Ocean Acidification: Beyond the Carbon Debate
Coral Reefs Will Be Gone By End of the Century
A new book out this week by United Nations University Institute for Water, Environment and Health leader Peter Sale predicts that coral reefs will be wiped off the face of the earth by the end of the century. Sheril Kirshenbaum, author and reserach associate at the Center for International Energy and Environmental Policy, explains why in this climate progress cross-post.
Marine chemist Richard Feely, a senior scientist with the National Oceanic and Atmosphere Administration, has been collecting water samples in the North Pacific for over 30 years. He’s observed a decrease in pH at the upper part of the water column, notably the region where carbon dioxide from automobile exhaust, coal-fired power plants, and other human activities has collected. This surface water is now acidic enough to dissolve the shells of some marine animals such as corals, plankton, and mollusks in laboratory experiments. Feely’s findings are just one sign of a troubling global phenomenon called ocean acidification.

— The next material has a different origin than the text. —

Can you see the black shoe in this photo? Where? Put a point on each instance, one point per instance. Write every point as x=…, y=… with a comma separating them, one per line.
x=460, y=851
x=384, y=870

We spend a lot of time worrying about carbon dioxide in the atmosphere, as a form of pollution and also as a key greenhouse gas that traps solar heat. But we pay less attention to the effects emissions have in the ocean. There is no debate that rapidly increasing seawater acidity is the result of man-made carbon emissions.
“The chemistry of the uptake of carbon dioxide and its changing pH of seawater is very, very clear,” explains Feely.
The oceans absorb an estimated 22 million tons of CO2 from the atmosphere every day. This buffers the greenhouse effect by drawing the planet-warming gas out of the atmosphere and storing it in water, but at a great cost to ocean life. This carbon mixes with the salt water to create carbonic acid, which immediately breaks down, forming bicarbonate and hydrogen. And this excess hydrogen increases the water’s acidity.
Higher acidity, in turn, makes life difficult for marine animals by hampering their ability to form shells and skeletons. For microscopic plankton and many other species at the base of marine food chains, this means slower growth and potential population decline. These problems trickle up to affect the large fish that depend on smaller organisms for food.
Acidification also causes some coral species to grow more slowly or disappear. Since coral reefs support 25 percent of the ocean’s species of fish, this spells widespread trouble. Marine ecosystems are so interconnected, in fact, that scientists cannot predict the full effects of acidification. They only know that changes in the availability of food and in community structure can scale up quickly.
Carbon emissions released since the start of the industrial revolution have sped the process of ocean acidification, leaving little time for plants and animals to adapt to altered conditions. Scientists now anticipate an average pH decline from 8.1 units to 7.8 in oceans by the end of this century. According to John Guinotte, a marine biogeographer at the Marine Biology Conservation Institute, in Washington, D.C., human activity is now increasing the amount of CO2 in the ocean at an accelerating rate. “Unless we alter human behavior,” he warns, “we may experience irreversible shifts in the marine environment that can have dire consequences for life on Earth.”
An international team of marine biologists recently traveled to Papua New Guinea where excess CO2 released from volcanic activity has already decreased local ocean pH to the levels that are expected globally by 2100. In this area, they found that more than 90 percent of the region’s coral reef species were lost. The study provided a glimpse of how oceans might one day change around the world and serves as a warning that we must curb carbon emissions as quickly as possible.
For us on land, ocean acidification will do more than raise the cost of seafood. A decline in reefs worldwide, for example, would make coastal communities more vulnerable to storm surges and hurricanes. Meanwhile, the fishing and shellfish industries stand to lose hundreds of millions of dollars, and countless jobs, because of acidification’s effects on shellfish, as well as associated changes in the populations of larger species. In the United States, oyster hatcheries in the Pacific Northwest have already experienced reduced shell growth due to higher acidity levels. No one can predict the full consequences of ocean acidification, but it’s clear our own species will experience them in many ways.
“About one billion people throughout the world depend on protein from fish for survival, so we have to think about what this means for international food security,” explains Feely.
Carbon emissions clearly cause problems beyond climate change. And because sea waters mix slowly, whether or not we reduce emissions now, acidification will continue for centuries. If Congress cannot act to restrict emissions, it must as least ensure that marine scientists have the funding needed to study the effects of changing pH on different marine species and, in the decades ahead, to search for ways to mitigate the effects of ocean acidification.